Ayrıca Portekiz’in yeteri kadar ülkemizde tanınmadığını anladım buraya gelince. Çünkü doğasıyla, upuzun kumsallarıyla, yemekleriyle, şaraplarıyla en az diğer Avrupa ülkeleri kadar görülmeye değer bir ülke. Kuzey ve güneyindeki çeşitlilik, mimarisi, insanları ve her şeyi ile bir başka güzel.

Portekizde şuana kadar gezip gördüğüm yerler arasında doğasıyla kendisine aşık eden -Azor Adalarından- São Miguel Adasıydı. Tahmin edemeyeceğiniz kadar değişik bitki örtüsü, tropik iklimi, yemyeşil çayırlarında gezinen inekleri ile doğal güzellikleri herkes tarafından görülmesi ama bir o kadar da saklı bırakılması gereken bir yer. Yeşilin her tonunu görebileceğiniz ortancalarıyla ünlü bu adayı muhakkak görmelisiniz. Portekizin şehirleri ise bambaşka, ben en çok şaşırtan yerlerin başında Porto gelir. Bu kadar eski ama aynı zamanda yenilikçi, alternatif bir şehir sizi kendisine hayran bırakabilir. Lizbon ise hem başkent olmanın çeşitliliğini, ayrıcalığını size gösterir. Rengarenk binaları sanki Avrupa da değil  de başka bir kıtadaymışsınız hissi yaratır. Ama en canlı, renkli binaların bulunduğu şehir “Aveiro” dur. Kanalları, renkli gondollarıyla Portekiz’deki Venedik denir. Harika kumsallarını da unutmamak gerekir. Ve son olarak bende oraya gidip yerleşme hissi bırakan Alentejo bölgesi; Algarve’nin bir üst bölgesi olan yemyeşil uçsuz bucaksız çayırları ve mantar ağaçlarıyla ünlü bu bölge eğer Azorlara gidemezseniz Portekiz’de ona en yakın yer diyebilirim.

Coimbra ise bir o kadar güzel bir o kadar genç bir o kadar huzurlu. Portekiz’in merkezinde bulunan üçüncü büyük şehir Coimbra içerisinde Avrupa’nın en eski üniversitelerinden birini barındırıyor.
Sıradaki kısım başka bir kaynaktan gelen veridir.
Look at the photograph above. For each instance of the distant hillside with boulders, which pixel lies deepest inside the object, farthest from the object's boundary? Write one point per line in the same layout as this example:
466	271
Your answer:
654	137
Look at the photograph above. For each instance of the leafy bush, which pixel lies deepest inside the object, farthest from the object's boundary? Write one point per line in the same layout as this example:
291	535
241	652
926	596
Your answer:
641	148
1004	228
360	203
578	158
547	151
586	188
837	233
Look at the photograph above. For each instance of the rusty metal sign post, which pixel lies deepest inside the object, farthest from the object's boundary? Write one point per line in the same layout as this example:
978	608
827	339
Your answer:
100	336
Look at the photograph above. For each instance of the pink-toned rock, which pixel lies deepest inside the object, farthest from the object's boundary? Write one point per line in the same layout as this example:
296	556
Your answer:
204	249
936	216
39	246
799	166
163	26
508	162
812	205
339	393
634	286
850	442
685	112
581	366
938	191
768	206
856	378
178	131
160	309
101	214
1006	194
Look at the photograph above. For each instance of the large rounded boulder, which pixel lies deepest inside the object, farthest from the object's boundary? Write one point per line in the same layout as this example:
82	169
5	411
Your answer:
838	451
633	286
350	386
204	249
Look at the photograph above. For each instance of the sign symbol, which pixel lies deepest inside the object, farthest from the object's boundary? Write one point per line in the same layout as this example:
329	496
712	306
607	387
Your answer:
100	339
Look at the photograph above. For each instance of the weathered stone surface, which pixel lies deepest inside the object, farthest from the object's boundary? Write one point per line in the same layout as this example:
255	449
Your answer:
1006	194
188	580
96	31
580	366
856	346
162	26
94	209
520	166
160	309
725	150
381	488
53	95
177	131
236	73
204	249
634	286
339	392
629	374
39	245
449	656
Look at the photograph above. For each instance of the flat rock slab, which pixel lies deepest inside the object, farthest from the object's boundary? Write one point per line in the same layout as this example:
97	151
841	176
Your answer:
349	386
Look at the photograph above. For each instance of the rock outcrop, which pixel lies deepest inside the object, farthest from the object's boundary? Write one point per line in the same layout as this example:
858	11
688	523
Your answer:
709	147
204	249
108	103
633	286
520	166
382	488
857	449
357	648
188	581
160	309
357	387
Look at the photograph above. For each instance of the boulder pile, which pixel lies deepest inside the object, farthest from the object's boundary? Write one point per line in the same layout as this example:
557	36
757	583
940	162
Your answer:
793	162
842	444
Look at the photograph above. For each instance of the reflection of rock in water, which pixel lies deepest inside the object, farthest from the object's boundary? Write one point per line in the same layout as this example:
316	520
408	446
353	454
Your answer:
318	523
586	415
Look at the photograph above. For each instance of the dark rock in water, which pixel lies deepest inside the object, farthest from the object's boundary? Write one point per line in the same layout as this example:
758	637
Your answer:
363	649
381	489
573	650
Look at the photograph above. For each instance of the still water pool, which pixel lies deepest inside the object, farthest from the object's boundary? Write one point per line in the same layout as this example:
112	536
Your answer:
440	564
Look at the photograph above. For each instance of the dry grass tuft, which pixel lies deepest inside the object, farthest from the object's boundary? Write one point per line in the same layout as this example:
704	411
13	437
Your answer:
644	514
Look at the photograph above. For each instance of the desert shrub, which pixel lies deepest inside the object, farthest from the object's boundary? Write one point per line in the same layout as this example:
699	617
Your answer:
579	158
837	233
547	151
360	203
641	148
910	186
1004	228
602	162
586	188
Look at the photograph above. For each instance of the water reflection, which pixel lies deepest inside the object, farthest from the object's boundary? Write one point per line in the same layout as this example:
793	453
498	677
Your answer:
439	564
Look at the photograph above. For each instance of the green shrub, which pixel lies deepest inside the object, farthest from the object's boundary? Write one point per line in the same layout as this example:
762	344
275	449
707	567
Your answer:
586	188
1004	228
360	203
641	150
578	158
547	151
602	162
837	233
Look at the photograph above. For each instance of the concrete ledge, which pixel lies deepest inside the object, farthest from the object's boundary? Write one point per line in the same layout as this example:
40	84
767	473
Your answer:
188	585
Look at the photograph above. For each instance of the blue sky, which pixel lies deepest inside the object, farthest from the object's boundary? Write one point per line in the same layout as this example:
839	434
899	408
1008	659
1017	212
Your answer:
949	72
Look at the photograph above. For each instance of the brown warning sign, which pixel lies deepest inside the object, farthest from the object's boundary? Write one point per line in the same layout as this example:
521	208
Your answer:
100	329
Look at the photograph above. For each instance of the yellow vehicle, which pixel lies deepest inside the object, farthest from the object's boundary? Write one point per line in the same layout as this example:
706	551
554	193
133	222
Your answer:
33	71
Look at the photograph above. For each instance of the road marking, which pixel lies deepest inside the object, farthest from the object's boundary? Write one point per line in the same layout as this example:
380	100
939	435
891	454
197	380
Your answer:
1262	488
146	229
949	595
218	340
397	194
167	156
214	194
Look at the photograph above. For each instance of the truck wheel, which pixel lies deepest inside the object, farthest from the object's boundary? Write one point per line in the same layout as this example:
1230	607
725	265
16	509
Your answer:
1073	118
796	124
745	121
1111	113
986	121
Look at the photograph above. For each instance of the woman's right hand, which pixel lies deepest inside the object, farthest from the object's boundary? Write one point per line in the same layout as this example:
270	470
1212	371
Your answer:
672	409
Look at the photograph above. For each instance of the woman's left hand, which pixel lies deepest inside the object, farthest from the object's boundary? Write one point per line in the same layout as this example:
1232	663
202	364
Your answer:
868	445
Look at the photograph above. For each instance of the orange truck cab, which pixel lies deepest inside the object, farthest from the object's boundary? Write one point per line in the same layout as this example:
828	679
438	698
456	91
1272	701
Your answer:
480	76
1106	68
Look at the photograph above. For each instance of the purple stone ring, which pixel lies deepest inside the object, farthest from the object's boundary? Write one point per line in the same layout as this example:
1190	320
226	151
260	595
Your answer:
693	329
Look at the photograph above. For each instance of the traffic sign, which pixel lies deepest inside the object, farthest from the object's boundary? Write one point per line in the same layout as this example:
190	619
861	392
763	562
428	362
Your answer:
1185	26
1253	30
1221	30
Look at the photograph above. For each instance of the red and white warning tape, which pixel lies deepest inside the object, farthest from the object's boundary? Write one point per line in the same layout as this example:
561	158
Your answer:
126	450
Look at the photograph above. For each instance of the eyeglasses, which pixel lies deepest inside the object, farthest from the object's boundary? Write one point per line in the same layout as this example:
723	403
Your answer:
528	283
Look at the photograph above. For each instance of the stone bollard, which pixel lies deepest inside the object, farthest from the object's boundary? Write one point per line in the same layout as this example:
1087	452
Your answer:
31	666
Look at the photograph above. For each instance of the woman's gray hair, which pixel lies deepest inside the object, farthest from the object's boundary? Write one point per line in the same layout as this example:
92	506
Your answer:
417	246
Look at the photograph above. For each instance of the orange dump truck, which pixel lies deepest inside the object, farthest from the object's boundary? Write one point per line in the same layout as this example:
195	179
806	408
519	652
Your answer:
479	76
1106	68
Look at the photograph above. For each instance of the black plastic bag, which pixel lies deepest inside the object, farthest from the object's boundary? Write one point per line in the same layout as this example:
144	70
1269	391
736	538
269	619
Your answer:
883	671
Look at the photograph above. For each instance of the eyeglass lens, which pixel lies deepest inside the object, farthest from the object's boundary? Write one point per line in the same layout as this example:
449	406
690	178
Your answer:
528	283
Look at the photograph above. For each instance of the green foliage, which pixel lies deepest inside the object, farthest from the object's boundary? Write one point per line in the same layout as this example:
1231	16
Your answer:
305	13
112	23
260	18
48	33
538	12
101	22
Coimbra Üniversitesi Portekizce derslerini aldığım tarih kokan, geleneklerine bağlı çok köklü bir yapı. Okulun gelenekçi yapısı sizi eski tarihlere götürebilir hatta ünlü festivallerine denk gelirseniz pelerinleriyle dolaşan üniformalı öğrencileri görebilirsiniz.

Coimbra şehir olarak küçük olabilir ama büyük parkları, yeşillik alanları ve nehir kenarıyla çok sakin ama aynı zamanda üniversiteden kaynaklanan genç nüfus sayesinde capcanlı bir atmosfere sahip. Şehirde gezilecek pek çok tarihi eser ve müze bulunuyor. Ayrıca öğrenci nüfusundan ötürü pek çok etkinliğe de ev sahipliği yapıyor bu şehir. Ve ne gariptir ki en yaşlısına kadar çoğu kişi İngilizce konuşabiliyor ve sanırım bu çok sayıda yurtdışından gelen öğrenci olmasından kaynaklanıyor. Yani Portekizce bilmeseniz bile kolayca yaşayabileceğiniz bir şehir burası.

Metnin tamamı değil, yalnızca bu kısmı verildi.